What Are Reversible Transactions?
The discussion around the concept picked up pace after a team of researchers from Stanford University came up with a prototype for reversible transactions on Ethereum. Researchers argue that it could be a potential solution for minimizing the impact of rising crypto hacks. Innovators and blockchain experts have come up with several initiatives to counter the rising cases of hacks. As DeFi embarks on the journey of global adoption, increasing attacks on the ecosystem affect investors’ trust. The researchers at Stanford University have argued that ‘reversible transaction’ is not a finished concept yet. Blockchain researcher Kaili Wang, an integral part of the Stanford University team, explains that the idea revolves around an Ethereum-based reversible token.
The Idea Of Ethereum-Based Reversible Token
The Stanford University researchers team comprising Kaili Wang, Qinchen Wang, and Dan Boneh, propose new Ethereum token standards, namely ERC-20R and ERC-721R. The token standards have been designed as prototype opt-in token standards that support reversing transactions when the need arises. So how will these standards minimize the impact of crypto hacks?

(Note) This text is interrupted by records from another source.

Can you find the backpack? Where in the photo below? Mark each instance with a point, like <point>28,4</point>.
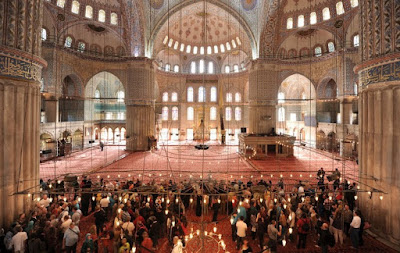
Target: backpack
<point>306,226</point>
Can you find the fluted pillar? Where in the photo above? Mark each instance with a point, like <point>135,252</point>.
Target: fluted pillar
<point>263,97</point>
<point>20,74</point>
<point>380,115</point>
<point>140,105</point>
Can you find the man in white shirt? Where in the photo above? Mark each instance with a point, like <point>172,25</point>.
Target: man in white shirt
<point>241,229</point>
<point>129,227</point>
<point>18,241</point>
<point>355,229</point>
<point>45,202</point>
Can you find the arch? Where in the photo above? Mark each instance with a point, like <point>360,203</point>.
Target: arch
<point>214,3</point>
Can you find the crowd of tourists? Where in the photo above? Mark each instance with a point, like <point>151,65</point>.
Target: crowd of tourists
<point>131,216</point>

Consider a scenario where some hacker group bypasses security to access the accounts of users on a crypto exchange to siphon off money. But the DAO has action buttons like ‘reverse’ or ‘undo’. Using these buttons, the DAO can effectively reverse the transactions to send the assets back to the source. Since the concept is still in a discussion phase, there is little clarity around the time frame or window for reversing transactions in case of theft.

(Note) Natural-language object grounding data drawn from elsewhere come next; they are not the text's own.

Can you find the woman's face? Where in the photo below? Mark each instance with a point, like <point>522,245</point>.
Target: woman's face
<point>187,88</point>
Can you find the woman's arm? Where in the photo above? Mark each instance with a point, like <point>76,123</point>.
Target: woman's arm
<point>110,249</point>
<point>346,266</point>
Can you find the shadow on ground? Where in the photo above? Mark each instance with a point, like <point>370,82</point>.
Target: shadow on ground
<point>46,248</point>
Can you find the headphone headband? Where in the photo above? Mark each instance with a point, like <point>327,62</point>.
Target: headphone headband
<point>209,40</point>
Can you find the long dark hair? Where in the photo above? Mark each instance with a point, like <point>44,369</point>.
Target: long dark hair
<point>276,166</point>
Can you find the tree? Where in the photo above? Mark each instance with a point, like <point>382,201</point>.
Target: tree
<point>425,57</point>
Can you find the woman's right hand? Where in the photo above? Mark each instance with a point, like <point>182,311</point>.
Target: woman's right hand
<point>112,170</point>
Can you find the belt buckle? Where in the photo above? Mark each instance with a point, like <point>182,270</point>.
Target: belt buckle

The Stanford University team has also released a detailed paper to explain the potential solution. The report cites infamous hacks like the recent BAYC phishing attacks, Poly network attack, Ronin theft, and Harmony Bridge compromise to strengthen the call for a blockchain ‘back button’ or ‘undo button’.
Vitalik Called For Reversible Transactions Long Ago
Looking at a Twitter thread by Kaili Wang, it seems like the researchers simply acted on the advice of Ethereum co-founder Vitalik Buterin. Buterin called for an ERC-20 known as “Reversible Ether,” which is backed 1:1 by ether, but has a DAO that can “revert transfers within N days.” Wang quoted the 2018 tweet by Buterin, where he calls for reversible transactions.
The Other Side
The proposal is receiving mixed responses. A popular argument is that ‘reverse transactions’ contradict the idea that blockchain stands for. Responding to the argument, Wang says that the proposed standards are not meant to replace the ERC-20 or make Ethereum transactions reversible by default. Reversible transactions “simply allow short time windows post-transaction for thefts to be contested and possibly restored,” she said. “Improvements, disagreements, alternatives – we hope to see them all,” Wang added.
The Stanford University team is set to present the proposal at the University of California, Berkeley, on November 31 at CESC.